One day a guy had gone golfing. Around the fifth tee he was separated from his buddies momentarily, and bumped right into a passing demon.
“Hey there,” said the demon, “how’d you like to make this a hole in one?”
“What exactly is the catch?” said the man suspiciously.
“It reduces the length of your sex life by 5 years,” answered the demon.
“Hmmm . . . okay,” says the golfer, and proceeded to make a fabulous shot, a hole in one, just as prescribed.
On the following tee, the guy once again bumped into the demon. “How’d you like to make it 2 holes-in-one in a row?” suggested the demon. “It’s only been accomplished five times in the history of golf.”
“What’s the payment this time around?” said the man.
“Shortens your sex life by an additional 20 years.” said the demon.
“I suppose,” agreed the man, and once again produced an incredible golf shot.
All of his buddies were wonder-struck and people were coming from miles away to see him play . . . two holes-in-one during the same round!
Along the succeeding golf hole, the man just as before, bumped into the demon, who offered once again.
“Look, another hole-in-one would mean 3 in a row.
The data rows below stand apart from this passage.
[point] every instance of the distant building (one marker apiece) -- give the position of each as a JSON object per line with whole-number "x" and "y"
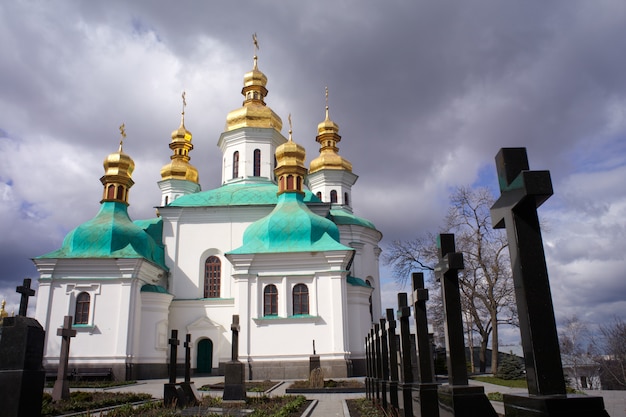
{"x": 278, "y": 244}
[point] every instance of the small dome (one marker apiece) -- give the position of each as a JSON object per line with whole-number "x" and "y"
{"x": 180, "y": 168}
{"x": 291, "y": 227}
{"x": 111, "y": 234}
{"x": 254, "y": 112}
{"x": 328, "y": 137}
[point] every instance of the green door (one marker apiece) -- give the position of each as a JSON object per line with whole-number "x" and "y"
{"x": 205, "y": 356}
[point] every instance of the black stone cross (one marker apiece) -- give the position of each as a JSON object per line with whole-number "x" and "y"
{"x": 173, "y": 342}
{"x": 234, "y": 327}
{"x": 446, "y": 271}
{"x": 522, "y": 192}
{"x": 404, "y": 313}
{"x": 420, "y": 296}
{"x": 187, "y": 346}
{"x": 61, "y": 388}
{"x": 392, "y": 342}
{"x": 26, "y": 292}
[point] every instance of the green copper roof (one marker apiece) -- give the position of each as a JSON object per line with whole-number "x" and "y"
{"x": 291, "y": 227}
{"x": 340, "y": 216}
{"x": 111, "y": 234}
{"x": 237, "y": 194}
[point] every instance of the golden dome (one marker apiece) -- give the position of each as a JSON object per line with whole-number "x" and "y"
{"x": 328, "y": 137}
{"x": 254, "y": 112}
{"x": 290, "y": 169}
{"x": 118, "y": 169}
{"x": 180, "y": 168}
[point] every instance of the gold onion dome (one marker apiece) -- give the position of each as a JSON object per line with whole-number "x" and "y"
{"x": 328, "y": 137}
{"x": 180, "y": 168}
{"x": 290, "y": 169}
{"x": 118, "y": 170}
{"x": 254, "y": 112}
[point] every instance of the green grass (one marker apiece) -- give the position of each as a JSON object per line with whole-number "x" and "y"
{"x": 512, "y": 383}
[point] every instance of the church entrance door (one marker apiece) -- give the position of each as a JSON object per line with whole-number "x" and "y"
{"x": 204, "y": 364}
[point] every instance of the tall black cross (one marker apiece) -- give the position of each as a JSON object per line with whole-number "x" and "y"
{"x": 173, "y": 342}
{"x": 26, "y": 292}
{"x": 447, "y": 271}
{"x": 187, "y": 346}
{"x": 61, "y": 388}
{"x": 522, "y": 192}
{"x": 420, "y": 296}
{"x": 234, "y": 327}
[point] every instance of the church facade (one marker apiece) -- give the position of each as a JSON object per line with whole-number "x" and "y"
{"x": 277, "y": 244}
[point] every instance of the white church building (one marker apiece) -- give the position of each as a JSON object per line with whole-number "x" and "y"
{"x": 277, "y": 244}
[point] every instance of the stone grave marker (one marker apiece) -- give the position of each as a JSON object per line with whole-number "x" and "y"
{"x": 234, "y": 370}
{"x": 61, "y": 390}
{"x": 425, "y": 392}
{"x": 392, "y": 344}
{"x": 458, "y": 398}
{"x": 522, "y": 192}
{"x": 22, "y": 376}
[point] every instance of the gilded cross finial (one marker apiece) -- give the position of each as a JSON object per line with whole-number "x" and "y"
{"x": 256, "y": 48}
{"x": 123, "y": 135}
{"x": 290, "y": 126}
{"x": 326, "y": 102}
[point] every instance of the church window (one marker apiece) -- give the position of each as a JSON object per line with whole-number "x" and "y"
{"x": 270, "y": 300}
{"x": 257, "y": 163}
{"x": 212, "y": 277}
{"x": 300, "y": 299}
{"x": 81, "y": 315}
{"x": 236, "y": 164}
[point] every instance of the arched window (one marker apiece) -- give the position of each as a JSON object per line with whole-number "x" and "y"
{"x": 333, "y": 196}
{"x": 257, "y": 163}
{"x": 212, "y": 277}
{"x": 81, "y": 315}
{"x": 235, "y": 164}
{"x": 270, "y": 300}
{"x": 300, "y": 299}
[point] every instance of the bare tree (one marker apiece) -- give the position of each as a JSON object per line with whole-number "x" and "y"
{"x": 486, "y": 282}
{"x": 578, "y": 363}
{"x": 610, "y": 349}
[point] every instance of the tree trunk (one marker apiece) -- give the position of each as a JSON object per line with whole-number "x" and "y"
{"x": 494, "y": 344}
{"x": 483, "y": 354}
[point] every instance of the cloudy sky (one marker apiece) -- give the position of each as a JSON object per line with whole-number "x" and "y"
{"x": 425, "y": 94}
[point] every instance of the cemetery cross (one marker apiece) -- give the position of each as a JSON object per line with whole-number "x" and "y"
{"x": 522, "y": 192}
{"x": 61, "y": 388}
{"x": 446, "y": 271}
{"x": 26, "y": 292}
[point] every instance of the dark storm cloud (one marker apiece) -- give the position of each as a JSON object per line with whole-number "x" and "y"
{"x": 424, "y": 92}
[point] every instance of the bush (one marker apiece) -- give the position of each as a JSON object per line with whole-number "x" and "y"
{"x": 511, "y": 367}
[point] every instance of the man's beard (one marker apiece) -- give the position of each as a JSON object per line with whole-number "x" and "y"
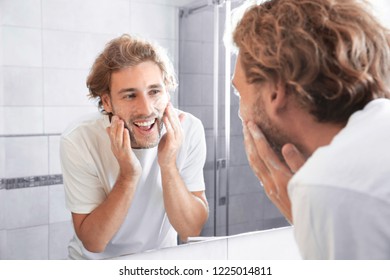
{"x": 275, "y": 137}
{"x": 146, "y": 142}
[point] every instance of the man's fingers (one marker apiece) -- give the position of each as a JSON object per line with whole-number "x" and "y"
{"x": 293, "y": 157}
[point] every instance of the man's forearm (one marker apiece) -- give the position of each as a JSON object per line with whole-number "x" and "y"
{"x": 186, "y": 212}
{"x": 96, "y": 229}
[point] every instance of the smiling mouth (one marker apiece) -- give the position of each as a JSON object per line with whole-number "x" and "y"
{"x": 145, "y": 125}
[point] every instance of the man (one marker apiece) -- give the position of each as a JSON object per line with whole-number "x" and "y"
{"x": 313, "y": 78}
{"x": 133, "y": 175}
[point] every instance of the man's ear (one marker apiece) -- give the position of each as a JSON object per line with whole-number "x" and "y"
{"x": 277, "y": 98}
{"x": 106, "y": 100}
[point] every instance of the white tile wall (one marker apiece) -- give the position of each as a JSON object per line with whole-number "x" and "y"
{"x": 23, "y": 86}
{"x": 21, "y": 12}
{"x": 2, "y": 156}
{"x": 2, "y": 209}
{"x": 23, "y": 120}
{"x": 57, "y": 119}
{"x": 106, "y": 16}
{"x": 74, "y": 50}
{"x": 54, "y": 155}
{"x": 28, "y": 243}
{"x": 245, "y": 207}
{"x": 59, "y": 236}
{"x": 27, "y": 207}
{"x": 191, "y": 60}
{"x": 150, "y": 20}
{"x": 22, "y": 47}
{"x": 2, "y": 130}
{"x": 26, "y": 156}
{"x": 192, "y": 83}
{"x": 57, "y": 209}
{"x": 238, "y": 155}
{"x": 178, "y": 3}
{"x": 275, "y": 244}
{"x": 65, "y": 87}
{"x": 381, "y": 9}
{"x": 1, "y": 75}
{"x": 3, "y": 244}
{"x": 243, "y": 180}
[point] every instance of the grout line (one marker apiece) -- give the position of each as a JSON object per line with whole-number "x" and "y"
{"x": 30, "y": 181}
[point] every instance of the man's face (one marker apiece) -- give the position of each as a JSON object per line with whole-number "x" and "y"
{"x": 252, "y": 108}
{"x": 138, "y": 97}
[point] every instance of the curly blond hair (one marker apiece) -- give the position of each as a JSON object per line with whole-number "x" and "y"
{"x": 123, "y": 52}
{"x": 333, "y": 55}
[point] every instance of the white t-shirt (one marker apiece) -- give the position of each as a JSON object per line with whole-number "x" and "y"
{"x": 341, "y": 196}
{"x": 90, "y": 170}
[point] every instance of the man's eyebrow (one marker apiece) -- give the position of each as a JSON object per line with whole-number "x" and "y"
{"x": 155, "y": 86}
{"x": 233, "y": 85}
{"x": 125, "y": 90}
{"x": 130, "y": 90}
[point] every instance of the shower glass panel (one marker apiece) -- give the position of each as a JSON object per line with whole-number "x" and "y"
{"x": 236, "y": 199}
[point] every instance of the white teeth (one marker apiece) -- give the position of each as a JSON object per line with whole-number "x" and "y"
{"x": 148, "y": 123}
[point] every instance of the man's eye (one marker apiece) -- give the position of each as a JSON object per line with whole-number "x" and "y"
{"x": 154, "y": 91}
{"x": 128, "y": 96}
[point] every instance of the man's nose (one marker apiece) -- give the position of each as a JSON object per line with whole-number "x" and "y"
{"x": 145, "y": 105}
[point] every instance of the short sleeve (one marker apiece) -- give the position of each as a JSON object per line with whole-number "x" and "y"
{"x": 83, "y": 189}
{"x": 195, "y": 156}
{"x": 331, "y": 223}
It’s actually never happened in the history of the game of golf! C’mon!”
“No problem,” asserted the man, agreeing. “What do I have to surrender this time?”
“You may in no way touch a person belonging to the opposite sex ever again for the remainder of your life.” proclaimed the demon.
“Okay!” said the guy, and again proceeded to make another hole-in-one.
And that’s how Father O’Conner got into the Guinness Book of World Records!